The Jade Rabbit, China’s beloved but troubled lunar rover which first began its mission on the Moon in late 2013, has finally ceased operating, according to officials from the country’s space program. As the third lunar rover to ever explore the moon, after the US and the Soviet Union missions, it faced a number of problems over the course of its mission.
Initially, the Jade Rabbit was designed to have only a three-month life span but managed to overcome numerous technical problems and other design flaws in order to survey the moon’s surface for 31 months, in the process gaining the status of a national hero in China.
The name of the lunar rover, Jade Rabbit, Yutu in Chinese, is a reference to a moon goddess’ pet in Chinese mythology, and was selected in an online poll. Its mission was to survey the moon’s surface for natural resources, documenting his journey with photographs in the process. Some of the lunar rover’s characteristics include the ability to travel 200 meters per hour and climb slopes of up to 30 degrees.
The lunar rover was launched on December 2, 2013, as part of the Chang’e-3 lunar mission. After a successful landing on the moon on December 15, followed by a period of normal activity, the rover became dormant and stopped transmitting signals during the two weeks of lunar night.
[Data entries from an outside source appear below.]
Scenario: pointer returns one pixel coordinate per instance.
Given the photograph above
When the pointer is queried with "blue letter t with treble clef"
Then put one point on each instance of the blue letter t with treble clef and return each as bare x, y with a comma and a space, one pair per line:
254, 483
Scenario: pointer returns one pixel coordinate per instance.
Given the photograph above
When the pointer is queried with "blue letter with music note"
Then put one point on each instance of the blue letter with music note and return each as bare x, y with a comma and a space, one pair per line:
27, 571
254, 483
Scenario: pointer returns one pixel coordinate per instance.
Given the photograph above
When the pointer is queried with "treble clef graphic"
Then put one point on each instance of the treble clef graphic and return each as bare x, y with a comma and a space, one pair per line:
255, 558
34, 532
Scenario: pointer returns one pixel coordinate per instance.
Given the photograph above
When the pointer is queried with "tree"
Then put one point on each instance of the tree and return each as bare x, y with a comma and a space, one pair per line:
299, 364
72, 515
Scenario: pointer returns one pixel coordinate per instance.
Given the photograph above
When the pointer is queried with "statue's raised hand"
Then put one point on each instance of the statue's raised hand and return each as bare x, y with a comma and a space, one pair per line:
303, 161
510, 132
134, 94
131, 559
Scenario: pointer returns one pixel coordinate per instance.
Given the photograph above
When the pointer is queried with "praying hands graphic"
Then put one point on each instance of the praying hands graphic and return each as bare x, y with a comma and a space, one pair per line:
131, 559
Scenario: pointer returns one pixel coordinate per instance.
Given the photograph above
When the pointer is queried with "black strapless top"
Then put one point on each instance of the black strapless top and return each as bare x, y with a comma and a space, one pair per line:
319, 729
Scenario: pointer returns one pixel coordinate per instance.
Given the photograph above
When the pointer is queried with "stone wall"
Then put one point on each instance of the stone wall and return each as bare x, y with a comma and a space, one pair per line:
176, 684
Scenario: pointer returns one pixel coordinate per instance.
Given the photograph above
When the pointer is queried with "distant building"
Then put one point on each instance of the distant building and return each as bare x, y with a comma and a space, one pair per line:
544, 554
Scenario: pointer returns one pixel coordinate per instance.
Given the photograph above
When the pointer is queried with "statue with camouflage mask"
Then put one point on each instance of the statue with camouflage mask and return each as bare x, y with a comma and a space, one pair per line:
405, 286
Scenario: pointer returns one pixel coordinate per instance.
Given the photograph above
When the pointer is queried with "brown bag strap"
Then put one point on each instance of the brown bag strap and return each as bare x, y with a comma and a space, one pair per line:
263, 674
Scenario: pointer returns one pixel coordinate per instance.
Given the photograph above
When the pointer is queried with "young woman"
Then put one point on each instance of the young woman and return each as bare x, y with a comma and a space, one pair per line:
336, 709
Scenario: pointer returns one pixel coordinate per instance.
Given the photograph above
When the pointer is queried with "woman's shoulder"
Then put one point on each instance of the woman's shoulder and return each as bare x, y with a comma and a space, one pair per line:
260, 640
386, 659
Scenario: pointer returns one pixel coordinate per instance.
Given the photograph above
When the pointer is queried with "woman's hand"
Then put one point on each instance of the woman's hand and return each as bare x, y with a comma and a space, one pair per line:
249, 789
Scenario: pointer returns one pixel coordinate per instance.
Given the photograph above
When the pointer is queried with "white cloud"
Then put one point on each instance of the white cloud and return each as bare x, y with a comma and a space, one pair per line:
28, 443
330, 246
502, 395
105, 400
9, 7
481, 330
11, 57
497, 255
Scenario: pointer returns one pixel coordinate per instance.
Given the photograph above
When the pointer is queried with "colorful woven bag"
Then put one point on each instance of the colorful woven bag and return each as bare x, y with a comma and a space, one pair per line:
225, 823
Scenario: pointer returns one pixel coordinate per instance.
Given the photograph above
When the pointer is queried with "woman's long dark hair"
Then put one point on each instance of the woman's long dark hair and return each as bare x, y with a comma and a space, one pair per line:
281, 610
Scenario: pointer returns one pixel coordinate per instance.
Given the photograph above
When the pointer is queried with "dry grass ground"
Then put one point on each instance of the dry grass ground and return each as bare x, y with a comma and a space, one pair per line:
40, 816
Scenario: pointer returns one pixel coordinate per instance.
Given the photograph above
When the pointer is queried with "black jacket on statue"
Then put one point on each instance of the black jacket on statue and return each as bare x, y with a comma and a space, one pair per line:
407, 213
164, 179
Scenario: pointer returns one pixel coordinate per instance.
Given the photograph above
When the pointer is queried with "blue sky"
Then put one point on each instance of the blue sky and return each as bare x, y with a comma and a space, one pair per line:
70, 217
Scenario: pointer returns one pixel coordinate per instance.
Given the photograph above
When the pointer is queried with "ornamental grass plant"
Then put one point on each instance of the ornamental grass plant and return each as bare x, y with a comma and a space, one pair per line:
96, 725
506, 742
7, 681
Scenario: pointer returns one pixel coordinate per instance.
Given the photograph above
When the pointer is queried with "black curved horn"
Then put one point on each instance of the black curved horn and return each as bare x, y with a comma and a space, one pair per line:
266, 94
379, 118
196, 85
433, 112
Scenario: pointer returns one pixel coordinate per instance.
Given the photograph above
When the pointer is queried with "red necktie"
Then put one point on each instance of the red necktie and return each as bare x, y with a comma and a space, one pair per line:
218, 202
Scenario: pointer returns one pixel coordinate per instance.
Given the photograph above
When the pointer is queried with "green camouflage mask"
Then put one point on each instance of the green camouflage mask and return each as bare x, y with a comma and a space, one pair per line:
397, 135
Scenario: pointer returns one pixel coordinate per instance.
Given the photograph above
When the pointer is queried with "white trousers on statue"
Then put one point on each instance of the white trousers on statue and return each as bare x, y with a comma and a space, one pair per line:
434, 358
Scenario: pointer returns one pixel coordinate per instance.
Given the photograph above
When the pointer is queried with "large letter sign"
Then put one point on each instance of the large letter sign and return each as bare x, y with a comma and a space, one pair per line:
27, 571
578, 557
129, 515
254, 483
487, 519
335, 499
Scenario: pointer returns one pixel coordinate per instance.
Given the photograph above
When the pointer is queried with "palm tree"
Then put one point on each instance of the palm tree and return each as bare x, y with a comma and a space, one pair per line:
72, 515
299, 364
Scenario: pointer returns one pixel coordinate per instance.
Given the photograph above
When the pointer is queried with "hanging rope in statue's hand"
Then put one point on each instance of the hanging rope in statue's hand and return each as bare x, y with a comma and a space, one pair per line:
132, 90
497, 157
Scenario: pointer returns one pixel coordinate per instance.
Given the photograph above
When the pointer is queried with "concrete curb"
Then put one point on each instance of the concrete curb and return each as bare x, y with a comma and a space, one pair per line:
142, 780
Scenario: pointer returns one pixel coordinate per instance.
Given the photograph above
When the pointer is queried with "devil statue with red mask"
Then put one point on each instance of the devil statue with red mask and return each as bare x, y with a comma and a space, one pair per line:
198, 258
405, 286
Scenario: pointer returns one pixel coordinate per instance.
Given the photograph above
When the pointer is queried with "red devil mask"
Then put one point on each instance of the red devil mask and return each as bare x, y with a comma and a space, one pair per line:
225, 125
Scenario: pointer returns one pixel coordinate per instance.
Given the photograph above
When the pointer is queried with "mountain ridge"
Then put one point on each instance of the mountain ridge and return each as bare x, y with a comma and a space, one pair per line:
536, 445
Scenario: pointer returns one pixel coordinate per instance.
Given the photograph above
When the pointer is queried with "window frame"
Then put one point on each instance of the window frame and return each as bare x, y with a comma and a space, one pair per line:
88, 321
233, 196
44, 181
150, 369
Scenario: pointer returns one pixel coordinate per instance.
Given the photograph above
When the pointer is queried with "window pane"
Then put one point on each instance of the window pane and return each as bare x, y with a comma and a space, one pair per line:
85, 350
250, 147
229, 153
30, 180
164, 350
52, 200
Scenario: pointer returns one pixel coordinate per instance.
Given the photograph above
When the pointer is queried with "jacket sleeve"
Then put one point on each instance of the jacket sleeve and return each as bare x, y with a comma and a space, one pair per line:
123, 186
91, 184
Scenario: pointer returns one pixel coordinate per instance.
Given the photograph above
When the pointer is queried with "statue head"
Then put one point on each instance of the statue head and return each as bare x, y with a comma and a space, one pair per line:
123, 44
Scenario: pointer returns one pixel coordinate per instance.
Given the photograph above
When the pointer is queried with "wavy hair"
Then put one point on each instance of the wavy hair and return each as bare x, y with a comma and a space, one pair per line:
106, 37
Fortunately enough, it managed to recover, and it became a source of national pride inChina.
The announcement regarding the fact that the lunar rover has ceased operating was made on Wednesday, by the State Administration for Science, Technology and Industry for National Defense, the organization in charge of China’s space program.
The Jade Rabbit’s mission was part of a three-step Chinese Lunar Exploration Programme. The Chang’e-4 lunar mission will begin only after a relay satellite is launched to facilitate communications with the lunar far side, as it will attempt the first-ever landing on the far side of the moon in 2018.
The last step of the programme will be Chang’e-5, and it will be a Moon sample retrieval mission. It will launch on A Long March 5 rocket in late 2017.